Is exercise the key to happiness? The movement-mood connection
Picture this: you are helping a friend move. You spend the day bending at the knees and picking up boxes and furniture. Stairs may be involved, and you are in utter disbelief by the amount of things your friend owns. By the end of the day, you have easily surpassed the 10,000-step mark, and you are exhausted.
Sounds awful, right? Yet, as you sit down to relax you start to notice how you feel. Your muscles, though tired, may feel lighter. The breeze blowing across your sweat glistened brow feels incredible, and you cannot help but notice a smile begin to stream across your face.
The mood boost you are experiencing is the result of your brain rewarding you for engaging in physical activity.
How exercise improves mental health
Numerous studies suggest that engaging in regular exercise or physical activity has profound effects on the brain. Exciting revelations about the relationship between the brain and body enforce the idea that movement improves mental health. People who move more report fewer depressive symptoms and less anxiety. In one study of health care professionals, those who participated in mindful movement programs ultimately reported less burnout.
If it has been awhile since your last workout, you may feel unmotivated to start. You may think there is no point when it takes so long to see results. Recent research suggests otherwise.
According to the Centers for Disease Control and Prevention (CDC), “even a single episode of physical activity provides temporary improvements in cognitive function and state anxiety.” A little goes a long way, and experts agree that any amount of movement is better than none.
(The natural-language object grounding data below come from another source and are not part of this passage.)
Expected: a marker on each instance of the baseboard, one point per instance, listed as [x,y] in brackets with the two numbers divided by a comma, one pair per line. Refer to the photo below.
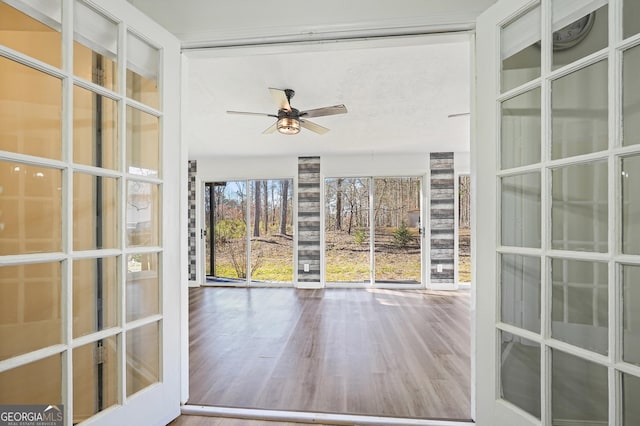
[307,417]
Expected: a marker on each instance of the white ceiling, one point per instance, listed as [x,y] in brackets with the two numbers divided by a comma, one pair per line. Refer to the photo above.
[399,90]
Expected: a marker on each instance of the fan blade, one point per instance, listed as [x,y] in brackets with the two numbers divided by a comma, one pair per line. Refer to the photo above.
[270,129]
[251,113]
[313,127]
[280,97]
[321,112]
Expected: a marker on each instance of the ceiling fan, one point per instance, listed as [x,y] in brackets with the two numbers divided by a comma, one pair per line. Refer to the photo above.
[290,120]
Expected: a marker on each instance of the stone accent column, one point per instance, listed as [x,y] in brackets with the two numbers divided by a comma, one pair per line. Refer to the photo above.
[193,232]
[442,218]
[309,206]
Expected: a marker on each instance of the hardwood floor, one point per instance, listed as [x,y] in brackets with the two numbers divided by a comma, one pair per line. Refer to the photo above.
[400,353]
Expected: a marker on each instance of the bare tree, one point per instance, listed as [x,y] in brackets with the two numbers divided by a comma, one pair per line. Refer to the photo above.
[339,204]
[256,214]
[284,193]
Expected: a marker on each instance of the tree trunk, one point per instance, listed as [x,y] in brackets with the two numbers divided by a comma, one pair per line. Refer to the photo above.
[339,205]
[284,193]
[265,189]
[464,205]
[256,213]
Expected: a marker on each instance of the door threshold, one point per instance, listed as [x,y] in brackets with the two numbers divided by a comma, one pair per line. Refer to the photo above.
[309,417]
However, there are guidelines for the recommended amount of physical activity the average adult needs per week. Adults should aim to partake in roughly 150-300 minutes of moderate-intensity exercise per week. This is equivalent to 2.5-5 hours per week.
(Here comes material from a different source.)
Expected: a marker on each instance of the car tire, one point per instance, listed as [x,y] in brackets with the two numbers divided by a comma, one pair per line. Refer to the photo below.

This may sound like a lot, but ideally, you should spread out your activity over the course of the week. Better yet, perform short bouts of movement throughout the day to feel energized — all while reaping the benefits of staying physically active.
If you have doubts about whether you can fit movement into your day, start small. Ten minutes one day may lead to 15 minutes the next, and 30 minutes the day after that. Success builds upon success, and setting small, realistic goals is the best way reach the recommended level of activity.
Squeezing more movement into your day
Ready to start your active lifestyle? There are numerous ways to incorporate movement into your daily routine. Some approaches are more traditional, like walking, jogging or riding a bike.
Others allow you to get moving without it feeing like exercise. This can be things such as mowing the lawn or gardening, dancing in the comfort of your own home or power cleaning the space around you.
Lastly, there is a technique called meditative movement. This technique integrates the mind, body and breath to create awareness of physical sensations occurring throughout the body. Activities like qigong, tai chi and yoga are all forms of meditative movement. What is more: research shows this mindful approach reduces stress and alleviates anxiety!
Sometimes, when we do not feel like ourselves, the last thing we want to do is move. Yet, realizing that movement and physical activity have profound effects on our mood can be the first step to feeling like our normal self again.
Even a short period of movement can positively affect your mood. There are many ways to get moving, so simply take your pick! The choice is yours. Whatever way you choose to move, know that you are doing yourself a favor. So, start small. Start today. You got this.